Polar coordinate plots are well-suited to scales like compass direction or time of day. A popular example is the “wind rose”.

The wind dataset is taken from the openair package and contains hourly measurements for wind-speed (ws) and direction (wd) from London in 2003. Both variables are factors.

Final form of wind dataset used found online and uploaded as a .csv in the beginning of the “Polar Coordinates”

Exercise 1

  • Make a classic bar plot mapping wd onto the x aesthetic and ws onto fill.

  • Use a geom_bar() layer, since we want to aggregate over all date values, and set the width argument to 1, to eliminate any spaces between the bars.

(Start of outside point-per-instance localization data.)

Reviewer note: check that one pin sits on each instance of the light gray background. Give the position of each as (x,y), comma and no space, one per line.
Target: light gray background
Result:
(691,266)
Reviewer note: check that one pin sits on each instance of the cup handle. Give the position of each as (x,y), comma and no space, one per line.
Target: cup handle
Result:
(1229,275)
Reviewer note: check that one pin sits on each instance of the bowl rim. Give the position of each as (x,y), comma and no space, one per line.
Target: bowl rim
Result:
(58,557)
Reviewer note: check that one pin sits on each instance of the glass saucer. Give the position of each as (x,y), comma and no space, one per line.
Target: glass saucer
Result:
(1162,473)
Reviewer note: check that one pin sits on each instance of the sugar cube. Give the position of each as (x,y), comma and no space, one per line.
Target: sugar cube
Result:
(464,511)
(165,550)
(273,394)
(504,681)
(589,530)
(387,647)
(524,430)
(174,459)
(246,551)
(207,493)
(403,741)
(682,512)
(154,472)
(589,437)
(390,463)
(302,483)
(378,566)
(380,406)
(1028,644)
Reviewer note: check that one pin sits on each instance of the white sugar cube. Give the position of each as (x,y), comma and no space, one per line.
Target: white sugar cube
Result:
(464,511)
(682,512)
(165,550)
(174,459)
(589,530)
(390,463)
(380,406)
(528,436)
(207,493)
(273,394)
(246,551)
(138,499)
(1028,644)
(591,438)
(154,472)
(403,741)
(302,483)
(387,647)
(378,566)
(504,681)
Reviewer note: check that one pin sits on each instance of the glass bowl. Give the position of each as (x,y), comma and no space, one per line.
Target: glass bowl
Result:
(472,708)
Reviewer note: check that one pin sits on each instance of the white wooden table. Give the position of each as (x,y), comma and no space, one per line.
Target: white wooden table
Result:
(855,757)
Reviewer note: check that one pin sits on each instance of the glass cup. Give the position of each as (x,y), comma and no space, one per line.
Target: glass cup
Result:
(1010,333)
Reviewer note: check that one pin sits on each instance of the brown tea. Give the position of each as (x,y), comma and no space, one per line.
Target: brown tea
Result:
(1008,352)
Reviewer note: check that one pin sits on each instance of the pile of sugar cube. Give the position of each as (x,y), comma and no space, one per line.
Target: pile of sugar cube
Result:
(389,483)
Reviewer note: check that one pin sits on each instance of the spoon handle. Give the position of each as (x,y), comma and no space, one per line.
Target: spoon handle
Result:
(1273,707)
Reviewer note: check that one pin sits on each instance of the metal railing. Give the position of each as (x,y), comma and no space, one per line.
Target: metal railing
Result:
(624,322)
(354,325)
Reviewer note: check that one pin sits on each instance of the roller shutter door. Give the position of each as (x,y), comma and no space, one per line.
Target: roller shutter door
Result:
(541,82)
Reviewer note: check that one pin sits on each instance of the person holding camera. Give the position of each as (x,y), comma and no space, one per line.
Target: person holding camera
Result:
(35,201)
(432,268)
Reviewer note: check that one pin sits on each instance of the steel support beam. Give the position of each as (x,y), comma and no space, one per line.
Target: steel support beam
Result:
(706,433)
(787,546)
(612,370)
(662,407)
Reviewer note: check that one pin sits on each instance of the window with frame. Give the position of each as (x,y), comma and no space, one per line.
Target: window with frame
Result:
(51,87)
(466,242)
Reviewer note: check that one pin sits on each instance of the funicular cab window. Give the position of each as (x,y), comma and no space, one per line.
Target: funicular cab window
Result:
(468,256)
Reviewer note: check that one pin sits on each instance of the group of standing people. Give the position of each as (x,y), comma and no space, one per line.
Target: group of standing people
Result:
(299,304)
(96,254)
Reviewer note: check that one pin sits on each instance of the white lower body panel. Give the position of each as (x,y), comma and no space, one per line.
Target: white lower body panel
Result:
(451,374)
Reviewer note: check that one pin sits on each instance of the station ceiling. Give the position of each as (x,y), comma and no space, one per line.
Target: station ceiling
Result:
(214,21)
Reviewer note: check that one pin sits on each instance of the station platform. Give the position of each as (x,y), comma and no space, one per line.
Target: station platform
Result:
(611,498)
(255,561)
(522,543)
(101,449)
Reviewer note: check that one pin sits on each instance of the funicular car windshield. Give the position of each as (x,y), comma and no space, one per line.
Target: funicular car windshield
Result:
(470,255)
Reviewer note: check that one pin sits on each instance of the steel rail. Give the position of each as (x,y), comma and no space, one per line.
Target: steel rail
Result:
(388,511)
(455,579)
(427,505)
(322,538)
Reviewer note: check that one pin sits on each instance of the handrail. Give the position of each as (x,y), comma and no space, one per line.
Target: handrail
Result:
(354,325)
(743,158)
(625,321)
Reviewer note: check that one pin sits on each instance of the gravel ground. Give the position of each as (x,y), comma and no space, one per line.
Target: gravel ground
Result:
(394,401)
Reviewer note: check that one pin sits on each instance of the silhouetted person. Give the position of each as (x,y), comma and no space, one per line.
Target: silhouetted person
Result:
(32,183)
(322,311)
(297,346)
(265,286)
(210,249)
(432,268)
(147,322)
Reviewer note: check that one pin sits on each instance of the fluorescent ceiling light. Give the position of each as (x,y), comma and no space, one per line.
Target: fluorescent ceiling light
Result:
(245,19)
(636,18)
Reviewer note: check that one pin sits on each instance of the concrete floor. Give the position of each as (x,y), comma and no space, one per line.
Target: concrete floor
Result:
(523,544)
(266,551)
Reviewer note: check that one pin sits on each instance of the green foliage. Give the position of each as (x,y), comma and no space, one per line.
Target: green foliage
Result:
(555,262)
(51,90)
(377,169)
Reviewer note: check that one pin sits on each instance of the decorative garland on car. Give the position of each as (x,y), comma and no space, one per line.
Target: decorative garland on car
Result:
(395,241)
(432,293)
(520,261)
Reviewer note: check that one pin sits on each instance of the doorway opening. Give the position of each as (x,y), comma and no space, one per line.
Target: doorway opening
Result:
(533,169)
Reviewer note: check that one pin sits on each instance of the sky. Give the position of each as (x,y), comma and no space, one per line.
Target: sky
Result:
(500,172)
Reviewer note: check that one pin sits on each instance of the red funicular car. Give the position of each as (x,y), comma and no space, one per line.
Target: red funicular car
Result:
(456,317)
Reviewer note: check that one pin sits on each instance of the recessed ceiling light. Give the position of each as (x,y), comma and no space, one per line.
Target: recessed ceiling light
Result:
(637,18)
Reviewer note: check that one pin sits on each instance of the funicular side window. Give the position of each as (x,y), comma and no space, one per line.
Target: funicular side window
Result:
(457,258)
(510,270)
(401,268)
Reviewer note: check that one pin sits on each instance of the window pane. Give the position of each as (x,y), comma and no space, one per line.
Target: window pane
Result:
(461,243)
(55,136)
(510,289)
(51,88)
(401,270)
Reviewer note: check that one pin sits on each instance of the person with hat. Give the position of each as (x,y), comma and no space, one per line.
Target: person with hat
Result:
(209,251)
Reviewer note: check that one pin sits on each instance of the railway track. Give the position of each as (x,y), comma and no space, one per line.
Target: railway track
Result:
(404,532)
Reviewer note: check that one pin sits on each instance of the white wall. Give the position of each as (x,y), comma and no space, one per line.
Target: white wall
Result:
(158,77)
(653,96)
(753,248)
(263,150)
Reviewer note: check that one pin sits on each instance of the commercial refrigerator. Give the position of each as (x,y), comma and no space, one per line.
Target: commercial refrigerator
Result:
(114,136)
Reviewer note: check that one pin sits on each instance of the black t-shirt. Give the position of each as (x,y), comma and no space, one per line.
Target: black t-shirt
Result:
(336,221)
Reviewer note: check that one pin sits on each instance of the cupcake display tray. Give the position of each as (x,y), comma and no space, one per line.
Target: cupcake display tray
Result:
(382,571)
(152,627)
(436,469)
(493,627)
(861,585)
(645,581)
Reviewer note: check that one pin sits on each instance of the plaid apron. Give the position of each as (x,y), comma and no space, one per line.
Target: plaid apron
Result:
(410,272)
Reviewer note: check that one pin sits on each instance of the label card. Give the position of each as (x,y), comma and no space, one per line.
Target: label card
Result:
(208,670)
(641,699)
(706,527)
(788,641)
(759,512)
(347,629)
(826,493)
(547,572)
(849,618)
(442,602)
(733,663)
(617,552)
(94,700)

# Using wind, plot wd filled by ws
ggplot(data = wind, aes(x = wd, fill = ws)) +
  # Add a bar layer with width 1
  geom_bar(width = 1)

Exercise 2

  • Convert the Cartesian coordinate space into a polar coordinate space with coord_polar().
# Convert to polar coordinates:
ggplot(wind, aes(wd, fill = ws)) +
  geom_bar(width = 1) +
  coord_polar()

Exercise 3

  • Set the start argument to -pi/16 to position North at the top of the plot.
# Convert to polar coordinates:
ggplot(wind, aes(wd, fill = ws)) +
  geom_bar(width = 1) +
  coord_polar(start = -pi/16)

Concluding Remarks

  • Polar coordinates are not common, but polar coordinate plots are really useful.